Minutelore is live. It is an AI-powered learning app for short attention spans, busy days, and the kind of curiosity that does not survive a forty-minute lecture.
The premise
You tell Minutelore what you want to learn — negotiation tactics, Roman Britain, the basics of Kubernetes, how Bauhaus changed product design. The app generates a structured course on the spot, broken into ten-minute video lessons with a calm AI tutor narrating the material. You watch one lesson on the bus. Another over coffee. By the end of the week you understand a thing you did not understand on Monday.
It is not a replacement for university. It is the answer to I keep meaning to learn that and never do.
Why we built this
We build small, specific apps. This one is the most personal of them. I read about thirty things a week and retain almost none of it because I am skim-reading on a phone between meetings. I wanted a learning app that respects how I actually work — short bursts, varied topics, real structure — instead of pretending I am going to sit down for a Coursera marathon at the weekend.

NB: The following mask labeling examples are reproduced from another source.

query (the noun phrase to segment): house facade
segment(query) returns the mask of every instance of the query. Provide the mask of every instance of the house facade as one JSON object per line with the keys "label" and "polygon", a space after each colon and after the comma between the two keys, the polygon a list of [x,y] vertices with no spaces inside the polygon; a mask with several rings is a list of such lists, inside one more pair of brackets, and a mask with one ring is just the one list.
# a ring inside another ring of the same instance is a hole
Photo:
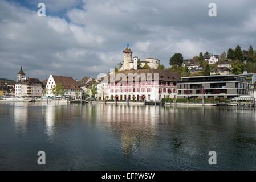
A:
{"label": "house facade", "polygon": [[[64,87],[65,93],[63,96],[55,96],[52,89],[58,84],[61,84]],[[46,97],[66,96],[70,98],[76,98],[81,95],[82,89],[78,83],[72,77],[50,75],[46,86]]]}
{"label": "house facade", "polygon": [[180,81],[180,76],[176,73],[147,69],[124,71],[119,74],[108,83],[109,100],[159,101],[177,97],[177,82]]}
{"label": "house facade", "polygon": [[247,71],[243,72],[239,75],[245,76],[246,78],[246,87],[250,88],[253,84],[256,82],[256,73],[248,73]]}
{"label": "house facade", "polygon": [[210,75],[229,75],[231,70],[227,67],[218,67],[213,68],[210,71]]}
{"label": "house facade", "polygon": [[42,82],[37,78],[25,78],[15,84],[15,96],[18,97],[41,97]]}
{"label": "house facade", "polygon": [[216,63],[218,62],[220,59],[219,57],[219,55],[212,55],[208,60],[208,64],[215,64]]}

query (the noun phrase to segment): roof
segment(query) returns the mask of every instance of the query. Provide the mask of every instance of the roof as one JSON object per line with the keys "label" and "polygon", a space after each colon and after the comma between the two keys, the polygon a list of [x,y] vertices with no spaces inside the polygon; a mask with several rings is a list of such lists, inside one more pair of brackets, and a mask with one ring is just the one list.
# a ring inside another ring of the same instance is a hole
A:
{"label": "roof", "polygon": [[212,69],[211,72],[214,71],[229,71],[229,68],[227,67],[216,67]]}
{"label": "roof", "polygon": [[240,77],[243,77],[243,78],[246,78],[245,76],[238,75],[235,75],[235,74],[184,76],[184,77],[182,77],[181,78],[183,79],[183,78],[205,78],[205,77],[224,77],[224,76],[239,76]]}
{"label": "roof", "polygon": [[41,84],[42,83],[38,78],[27,78],[26,80],[21,80],[17,84]]}
{"label": "roof", "polygon": [[204,67],[199,67],[199,68],[193,67],[190,69],[190,72],[191,71],[200,71],[200,72],[201,72],[205,69],[205,68],[204,68]]}
{"label": "roof", "polygon": [[82,89],[78,86],[78,83],[72,77],[63,76],[52,75],[56,84],[61,83],[65,89]]}
{"label": "roof", "polygon": [[22,70],[22,67],[21,67],[21,70],[19,71],[19,72],[18,73],[18,74],[21,74],[21,75],[25,75],[25,73],[24,73],[24,72]]}
{"label": "roof", "polygon": [[95,84],[96,78],[92,78],[89,82],[84,85],[85,87],[91,87]]}
{"label": "roof", "polygon": [[224,60],[219,61],[218,64],[232,64],[234,61],[231,59],[225,59]]}
{"label": "roof", "polygon": [[256,82],[255,82],[250,87],[250,89],[256,89]]}
{"label": "roof", "polygon": [[[154,74],[159,74],[159,80],[160,81],[181,81],[181,76],[176,72],[170,72],[169,70],[161,70],[157,69],[137,69],[137,70],[124,70],[120,71],[118,73],[115,74],[115,80],[116,81],[121,81],[121,79],[120,79],[120,76],[117,77],[119,73],[123,73],[127,76],[127,81],[128,81],[128,78],[129,77],[129,74],[138,74],[139,75],[141,73],[146,74],[146,78],[149,75],[148,74],[152,74],[152,80],[153,80]],[[138,76],[139,76],[138,75]],[[137,78],[136,76],[133,78]],[[140,80],[141,77],[139,78]]]}
{"label": "roof", "polygon": [[0,90],[8,90],[8,86],[5,83],[0,83]]}
{"label": "roof", "polygon": [[132,51],[131,50],[130,48],[129,47],[129,45],[127,45],[127,47],[126,47],[125,50],[123,51],[124,53],[132,53]]}
{"label": "roof", "polygon": [[78,85],[80,86],[84,86],[90,78],[91,78],[90,76],[84,77],[80,81],[78,81]]}
{"label": "roof", "polygon": [[200,64],[198,62],[188,62],[187,63],[185,63],[186,67],[192,67],[192,66],[200,66]]}

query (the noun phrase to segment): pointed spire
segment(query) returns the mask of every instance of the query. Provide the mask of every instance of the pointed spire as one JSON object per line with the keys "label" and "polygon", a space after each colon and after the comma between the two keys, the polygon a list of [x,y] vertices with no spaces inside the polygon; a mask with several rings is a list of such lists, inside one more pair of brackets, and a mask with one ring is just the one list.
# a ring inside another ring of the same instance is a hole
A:
{"label": "pointed spire", "polygon": [[24,73],[24,72],[22,70],[22,66],[21,67],[21,70],[19,71],[19,72],[18,73],[18,74],[20,74],[20,75],[25,75],[25,73]]}
{"label": "pointed spire", "polygon": [[129,42],[127,42],[127,47],[126,47],[125,50],[123,51],[124,53],[132,53],[130,48],[129,47]]}

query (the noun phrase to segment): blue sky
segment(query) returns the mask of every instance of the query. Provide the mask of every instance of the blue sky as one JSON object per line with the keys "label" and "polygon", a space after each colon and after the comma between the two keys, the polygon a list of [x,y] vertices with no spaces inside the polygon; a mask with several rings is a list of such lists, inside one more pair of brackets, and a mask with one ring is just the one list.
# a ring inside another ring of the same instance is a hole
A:
{"label": "blue sky", "polygon": [[[191,59],[221,54],[239,44],[256,47],[256,2],[208,0],[0,1],[0,78],[50,74],[81,79],[107,73],[123,61],[129,42],[133,56],[156,57],[166,67],[175,53]],[[46,4],[46,17],[37,16]]]}

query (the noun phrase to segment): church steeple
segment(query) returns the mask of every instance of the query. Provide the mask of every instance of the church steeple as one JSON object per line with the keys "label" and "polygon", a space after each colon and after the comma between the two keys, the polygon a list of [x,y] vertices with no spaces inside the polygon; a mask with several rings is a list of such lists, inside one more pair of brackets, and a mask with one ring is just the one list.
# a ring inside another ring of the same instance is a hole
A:
{"label": "church steeple", "polygon": [[22,79],[24,78],[25,77],[25,73],[24,73],[23,71],[22,70],[22,66],[21,67],[21,70],[17,74],[17,82],[19,82]]}
{"label": "church steeple", "polygon": [[124,53],[123,69],[130,69],[129,63],[132,61],[132,52],[129,47],[129,43],[127,43],[127,47],[123,51]]}

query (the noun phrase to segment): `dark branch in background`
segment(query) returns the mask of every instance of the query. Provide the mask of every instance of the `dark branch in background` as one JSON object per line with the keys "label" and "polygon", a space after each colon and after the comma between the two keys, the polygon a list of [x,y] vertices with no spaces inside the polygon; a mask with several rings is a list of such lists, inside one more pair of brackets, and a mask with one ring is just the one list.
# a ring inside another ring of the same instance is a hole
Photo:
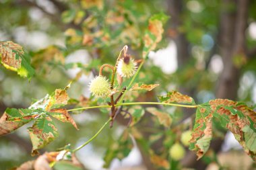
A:
{"label": "dark branch in background", "polygon": [[60,12],[63,12],[69,9],[64,3],[61,3],[58,0],[50,0],[50,1],[55,5],[55,7],[57,8]]}
{"label": "dark branch in background", "polygon": [[[233,64],[233,57],[245,53],[245,29],[247,22],[248,0],[225,0],[220,19],[220,54],[223,58],[224,70],[219,78],[216,89],[216,98],[236,99],[238,88],[240,71]],[[237,4],[237,5],[236,5]],[[236,11],[225,9],[233,5]],[[210,148],[218,153],[221,149],[223,139],[216,138],[212,142]],[[189,153],[190,157],[193,153]],[[189,163],[189,161],[191,162]],[[187,162],[186,162],[187,161]],[[202,161],[184,160],[185,164],[193,163],[196,169],[205,169],[207,165]]]}
{"label": "dark branch in background", "polygon": [[256,48],[248,50],[247,52],[247,56],[249,58],[255,57],[256,56]]}

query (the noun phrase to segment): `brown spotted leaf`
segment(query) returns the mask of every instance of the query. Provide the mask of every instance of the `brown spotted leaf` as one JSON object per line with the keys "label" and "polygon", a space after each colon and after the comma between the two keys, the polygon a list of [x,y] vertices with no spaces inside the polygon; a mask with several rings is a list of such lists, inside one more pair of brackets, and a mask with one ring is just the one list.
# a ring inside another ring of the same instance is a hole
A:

We also wanted to prove a smaller thesis: that AI-generated learning content, given the right structure, can be better than the average online course. Not better than the best lecturers in the world. Better than the median "intro to X" course you would find by Googling it.
How the courses are built
Three layers, all running in the background while you wait:
- A curriculum model that breaks the topic into a learning path with a sensible difficulty curve. Foundations first. Then the core. Then the edges that make you sound like you actually know the field.
- A lesson model that scripts each ten-minute video with a clear opening, three concrete points, and a recap.
- An AI tutor that delivers the lesson in the voice you chose. We shipped with three: friendly-conversational, structured-academic, and goal-oriented. Each one has a different teaching cadence. They are not interchangeable.
Every course ends with an official Minutelore certificate — uniquely identified, validation-tracked, and good for a LinkedIn profile or a Notion page where you keep a list of things you have actually learned this year.
Pricing
Free to try with a daily lesson cap. Pro removes the cap, unlocks all three AI tutors, and gives you certificates on completion. We considered an ads tier and decided against it — ads inside a learning experience are a tax on attention, and attention is the entire point of the product.
What we have learned in the soft launch
A few notes from the first three weeks of users:
- People learn weird things. The most-generated topic in week one was Italian Renaissance bookkeeping. The second was introductory falconry. We did not predict either.
- The ten-minute cap is the feature. Several testers asked for longer lessons. We declined. The constraint is what makes the app finishable.
- Streaks beat reminders. A small dot on the home screen for every consecutive day outperformed every push notification we tested.
A small request
If you generate a course and the structure feels off, hit the report button at the end of the lesson. Every report goes into the next round of curriculum-model improvements. The product gets better as more people use it strangely.